Both cements from Examples 1 and 2 were in a form of 6 mm in diameter and 4 mm depth. The cement from Example 1 was 60 seconds exposed, then placed a ring (usually 5.0 mm, height 4 mm) in which a composite material has been filled in and cured. The cement after Example 2 was allowed to set for 5 minutes after introduction, then etched with 37% phosphoric acid, rinsed and dried, a bonding Material applied, then the mold placed on and the composite filled and polymerized.

To determine the dentin adhesion, a freshly ground dentin was used Ring (usually 5.0 mm, height 4.0 mm) put on, mixed cement and hardened.

After 23 hours of water storage, the protruding test specimen was removed using loaded by a shear device. The values shown at break were written down.

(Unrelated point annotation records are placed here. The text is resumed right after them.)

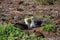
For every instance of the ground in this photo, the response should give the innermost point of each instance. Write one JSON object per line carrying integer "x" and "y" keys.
{"x": 15, "y": 11}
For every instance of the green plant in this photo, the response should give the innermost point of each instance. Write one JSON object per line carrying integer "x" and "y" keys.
{"x": 48, "y": 27}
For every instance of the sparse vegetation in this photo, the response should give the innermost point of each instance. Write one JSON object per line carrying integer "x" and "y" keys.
{"x": 50, "y": 2}
{"x": 48, "y": 27}
{"x": 9, "y": 32}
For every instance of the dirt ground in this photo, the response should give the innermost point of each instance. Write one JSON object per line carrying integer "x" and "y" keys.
{"x": 15, "y": 11}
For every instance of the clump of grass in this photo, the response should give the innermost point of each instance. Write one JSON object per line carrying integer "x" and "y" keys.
{"x": 9, "y": 32}
{"x": 48, "y": 27}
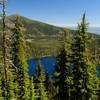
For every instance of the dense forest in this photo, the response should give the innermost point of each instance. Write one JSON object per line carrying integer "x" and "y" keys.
{"x": 77, "y": 54}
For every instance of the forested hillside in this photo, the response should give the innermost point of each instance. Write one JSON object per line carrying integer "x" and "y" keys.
{"x": 76, "y": 60}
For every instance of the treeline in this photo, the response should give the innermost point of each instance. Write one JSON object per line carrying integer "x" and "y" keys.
{"x": 75, "y": 76}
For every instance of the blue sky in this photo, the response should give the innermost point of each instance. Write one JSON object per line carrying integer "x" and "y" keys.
{"x": 57, "y": 12}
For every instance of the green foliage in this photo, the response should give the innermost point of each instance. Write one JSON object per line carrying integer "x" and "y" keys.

The example shows that the cement of the invention adheres to Dentin is equal to the cement without the addition of polymer, the strength of the bond to plastic filling materials, however, is significantly improved.

Claims (6)

1. Preparation of a self-curing or self-curing and light-curing mixture of an inorganic compound and an acid in which 2 components are mixed, characterized in that this mixture contains polymerizable compounds with at least one double bond. 2. The method according to claim 1, that one as an inorganic compound Metal oxide or a mixture or melt of metal oxides, silicate or fluorosilicate is used. 3. The method according to claim 1 and 2, wherein the polymerizable compounds Represent acrylic or methacrylic acid esters. 4. The method according to claim 1-3, characterized in that hydrophilic acrylic acid or methacrylic acid ester or equivalent hydrophobic esters can be used with a solubilizer, where as Solubilizer is a hydrophilic ester of acrylic or methacrylic acid can be used. 5. The method according to claims 1-4, characterized in that as an acid, phosphoric acid or organic acids such. B. Polyacrylic acid or copolymers or terpolymers of acrylic or methacrylic acid with other unsaturated acids such as B. Malein, Fumar, Tiglin or Itaconic acid used. 6. The method according to claims 1-5, characterized in that the mass consists of a powder and a mixing liquid or two pastes are obtained by mixing.